Our discussion then veered toward history and politics, two subjects that remain alive with the heritage folks.
“The South was invaded,” Perry said. “Lincoln started the war, please quote that.”
He said I should read “The Real Lincoln,” a book whose subtitle is “A New Look at Abraham Lincoln, His Agenda, and an Unnecessary War.”
I haven’t picked up the book but I gather that “agenda” isn’t one that matches the soaring words inscribed on his grand monument in D.C.
Perry asked about Nat Turner. “Yeah, the slave who led a revolt,” I said.
“It was a massacre,” he corrected, going on about how he beheaded a white child before going on the killing spree. I noticed that a black cemetery worker tending to the grave glanced over at us a couple times during the discussion.
An intern who rode with me to the funeral wondered about the continued interest in the Civil War. I told her about William Faulkner’s quote that sums up many things Southern: “The past is never dead. It’s not even past.”
H.V. didn’t much indulge in political or historical meanderings. He was the son of a sharecropper who learned early on that life would be hard. The elder Booth was a stern man who picked 90 to 100 pounds of cotton a day up until he died in 1934 at age 86.
“He didn’t believe in schooling, ” Booth told me. “He believed in working. He said a poor man didn’t need anything but a burial plot.”
Not only did he, like his father, witness the horrors of war, H.V. buried two wives, as well as his own two sons. “It’s not supposed to happen that way,” he once told me, choking up at the thought.
Isham Booth’s son said his dad joined the Confederacy at 16. At the time, Union Gen. William Tecumseh Sherman’s army was bearing down on Georgia, and young Isham, it is believed, remained in state. Later, he was assigned to Camp Sumter (now known as Andersonville), which started taking Union prisoners in early 1864. By August, more than 32,000 were packed like chickens into a squalid 26.5-acre pen.
“He told me a lot of times about that old creek,” H.V. recalled. “It came into camp with a good head.
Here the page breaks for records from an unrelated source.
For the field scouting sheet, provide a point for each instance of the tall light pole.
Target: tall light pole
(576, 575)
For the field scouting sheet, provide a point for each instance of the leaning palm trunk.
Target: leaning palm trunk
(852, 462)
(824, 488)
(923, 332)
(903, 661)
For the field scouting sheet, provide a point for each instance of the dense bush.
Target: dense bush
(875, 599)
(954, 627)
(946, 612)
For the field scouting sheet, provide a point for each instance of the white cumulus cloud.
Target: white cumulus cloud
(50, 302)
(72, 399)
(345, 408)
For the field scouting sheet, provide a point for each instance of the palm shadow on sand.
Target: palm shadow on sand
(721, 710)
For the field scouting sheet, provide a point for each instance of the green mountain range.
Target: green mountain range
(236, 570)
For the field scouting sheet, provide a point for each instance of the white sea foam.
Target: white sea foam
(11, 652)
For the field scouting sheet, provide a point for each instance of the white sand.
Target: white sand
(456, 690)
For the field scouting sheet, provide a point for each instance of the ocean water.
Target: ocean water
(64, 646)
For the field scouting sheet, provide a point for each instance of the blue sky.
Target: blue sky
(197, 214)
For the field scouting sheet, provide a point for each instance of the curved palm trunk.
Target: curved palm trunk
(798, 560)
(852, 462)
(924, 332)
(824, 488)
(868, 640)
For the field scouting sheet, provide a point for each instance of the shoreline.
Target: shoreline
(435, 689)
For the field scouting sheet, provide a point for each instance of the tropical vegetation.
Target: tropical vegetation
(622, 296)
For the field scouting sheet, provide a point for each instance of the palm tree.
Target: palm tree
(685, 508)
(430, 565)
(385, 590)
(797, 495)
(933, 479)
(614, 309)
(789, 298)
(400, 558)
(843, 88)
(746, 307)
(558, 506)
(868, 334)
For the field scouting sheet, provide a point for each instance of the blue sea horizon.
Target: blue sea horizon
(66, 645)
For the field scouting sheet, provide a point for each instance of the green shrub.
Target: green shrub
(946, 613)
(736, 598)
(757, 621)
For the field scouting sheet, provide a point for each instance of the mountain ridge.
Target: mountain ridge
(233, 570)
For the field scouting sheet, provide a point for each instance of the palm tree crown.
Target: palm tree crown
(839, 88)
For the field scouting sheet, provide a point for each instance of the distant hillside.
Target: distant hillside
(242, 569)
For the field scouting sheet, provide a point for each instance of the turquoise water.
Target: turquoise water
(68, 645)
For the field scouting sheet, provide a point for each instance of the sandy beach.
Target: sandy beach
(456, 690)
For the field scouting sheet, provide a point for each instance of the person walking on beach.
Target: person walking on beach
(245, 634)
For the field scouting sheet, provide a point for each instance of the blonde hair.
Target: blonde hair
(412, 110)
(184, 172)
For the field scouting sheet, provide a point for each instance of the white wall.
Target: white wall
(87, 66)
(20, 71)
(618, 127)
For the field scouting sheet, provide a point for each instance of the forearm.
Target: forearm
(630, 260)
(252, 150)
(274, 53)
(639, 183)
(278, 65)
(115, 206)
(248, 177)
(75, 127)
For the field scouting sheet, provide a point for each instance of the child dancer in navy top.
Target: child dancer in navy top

By the time it ran through camp, it was gone. They used it up.”
The guards and their livestock used the head of the stream. Prisoners were left with befouled water.
“They’d get the fever, ” H.V. said. “Daddy said they died like flies. There was no food, no medicine. He felt sorry for them.”
Finally, Isham got the fever, too. They put him on a mule and sent him off on a 200-mile trek home, thinking he’d probably die on the way. He made it home, got better and started back to his post, only to learn on the journey that the war was over.
Late in life, 72-year-old Isham married a 38-year-old widow named Miranda Lue. It was not uncommon in the poor, rural South for young women to marry old Confederate vets to gain rights to their pensions. H.V. didn’t know the particulars of their union but said his father picked up a $25 a month pension in the 1920s, one that had grown to $110 a month when his mother died in 1968.
During our last meeting, H.V. described his recipe for a long life: “I never had any fights. I never been to court. And I try to treat everyone like I want them to treat me.”
He smiled and amended the middle element in his statement — he had a lead foot and had been to traffic court a few times.
On Thursday, under a Confederate gray sky, H.V. was buried between two wives and alongside a son. A few yards away is a grave marked “Faulkner.”
Somehow, it seemed fittingly southern.